Bootstrap or Wilcoxons' test?

The Wilcoxon rank sum test is not "plain and simple a test equality of  
distributions". If it were such, it would be able to test for  
differences in variance when locations were similar. For that purpose  
it would, in point of fact, be useless. Compare these simple  
situations w.r.t. the WRS:

 > x <- rnorm(100)  # mean=0, sd=1
 > y <- rnorm(100, mean=0, sd=4)
 > wilcox.test(x,y)

	Wilcoxon rank sum test with continuity correction

data:  x and y
W = 4518, p-value = 0.2394
alternative hypothesis: true location shift is not equal to 0

 > y <- rnorm(100, mean=.2, sd=0)
 >
 > wilcox.test(x,y)

	Wilcoxon rank sum test with continuity correction

data:  x and y
W = 3900, p-value = 0.004079
alternative hypothesis: true location shift is not equal to 0

It is a test of the equality of location (and the median is a readily  
understood non-parametric measure of location). The test is derived  
under the *assumption* that the samples are drawn from the *same*  
distribution differing only by a shift. If the distributions were not  
of the same family, the test would be invalidated. The wilcox.test  
help page is informative, saying "the null hypothesis is that the  
distributions of xand y differ by a location shift of mu". The  
pseudomedian is optionally estimated when conf.int is set to TRUE. I  
also suggest looking at the formula for the statistic. It is available  
with getAnywhere(wilcox.test.default).

If one wants a test for "equality of distribution", one could turn to  
a more general test (with loss of power but with at least some  
potential for detecting differences in dispersion) such as the  
Kolmogorov-Smirnov or Kuiper tests.
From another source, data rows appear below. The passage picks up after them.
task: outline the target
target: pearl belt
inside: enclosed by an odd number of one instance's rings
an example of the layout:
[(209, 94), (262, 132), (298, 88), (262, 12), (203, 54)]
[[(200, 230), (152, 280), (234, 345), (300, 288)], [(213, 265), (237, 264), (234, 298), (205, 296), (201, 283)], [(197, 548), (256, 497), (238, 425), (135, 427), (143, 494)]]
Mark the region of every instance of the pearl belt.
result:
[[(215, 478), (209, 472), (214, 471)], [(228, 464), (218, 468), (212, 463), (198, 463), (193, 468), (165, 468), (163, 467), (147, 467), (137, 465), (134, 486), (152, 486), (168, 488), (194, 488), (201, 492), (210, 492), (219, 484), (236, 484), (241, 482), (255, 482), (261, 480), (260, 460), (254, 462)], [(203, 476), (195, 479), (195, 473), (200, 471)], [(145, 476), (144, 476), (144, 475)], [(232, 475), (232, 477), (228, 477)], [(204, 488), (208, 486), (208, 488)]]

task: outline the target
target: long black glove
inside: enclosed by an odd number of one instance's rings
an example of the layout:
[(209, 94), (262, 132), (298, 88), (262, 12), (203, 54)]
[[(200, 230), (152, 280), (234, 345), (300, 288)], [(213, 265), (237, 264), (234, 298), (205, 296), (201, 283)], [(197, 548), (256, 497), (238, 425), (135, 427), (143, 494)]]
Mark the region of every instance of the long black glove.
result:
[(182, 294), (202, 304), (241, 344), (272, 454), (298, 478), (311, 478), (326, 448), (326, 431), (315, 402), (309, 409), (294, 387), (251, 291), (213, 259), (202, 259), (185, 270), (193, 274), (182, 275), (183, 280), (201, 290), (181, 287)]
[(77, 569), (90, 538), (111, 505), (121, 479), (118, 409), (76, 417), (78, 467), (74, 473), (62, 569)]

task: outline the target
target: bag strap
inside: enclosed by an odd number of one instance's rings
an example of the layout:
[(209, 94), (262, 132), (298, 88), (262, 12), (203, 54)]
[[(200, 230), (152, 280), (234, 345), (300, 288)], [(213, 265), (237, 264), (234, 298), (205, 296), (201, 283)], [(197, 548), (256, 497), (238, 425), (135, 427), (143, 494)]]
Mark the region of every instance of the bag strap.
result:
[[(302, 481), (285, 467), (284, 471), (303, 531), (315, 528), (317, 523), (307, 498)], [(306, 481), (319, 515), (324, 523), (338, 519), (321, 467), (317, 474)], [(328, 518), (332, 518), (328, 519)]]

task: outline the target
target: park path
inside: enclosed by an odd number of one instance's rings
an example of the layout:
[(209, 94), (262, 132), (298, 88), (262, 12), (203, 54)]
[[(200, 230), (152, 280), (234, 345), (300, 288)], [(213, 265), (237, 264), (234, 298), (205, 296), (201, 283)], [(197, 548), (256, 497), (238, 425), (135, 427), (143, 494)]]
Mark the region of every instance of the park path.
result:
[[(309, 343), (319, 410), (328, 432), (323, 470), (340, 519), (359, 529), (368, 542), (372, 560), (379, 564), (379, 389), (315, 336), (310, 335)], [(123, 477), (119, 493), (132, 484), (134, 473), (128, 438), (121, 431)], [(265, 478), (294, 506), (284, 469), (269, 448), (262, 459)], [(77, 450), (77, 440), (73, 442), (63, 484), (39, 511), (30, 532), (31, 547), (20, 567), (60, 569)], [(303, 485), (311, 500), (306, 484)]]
With x and y as above:

 > ks.test(x,y)

	Two-sample Kolmogorov-Smirnov test

data:  x and y
D = 0.61, p-value < 2.2e-16
alternative hypothesis: two-sided

Warning message:
In ks.test(x, y) : cannot compute correct p-values with ties

Returning to the OP's question, rather than worrying about normality  
in samples, the greater threat to validity in regression methods is  
unequal variances across groups or the range of continuous predictors.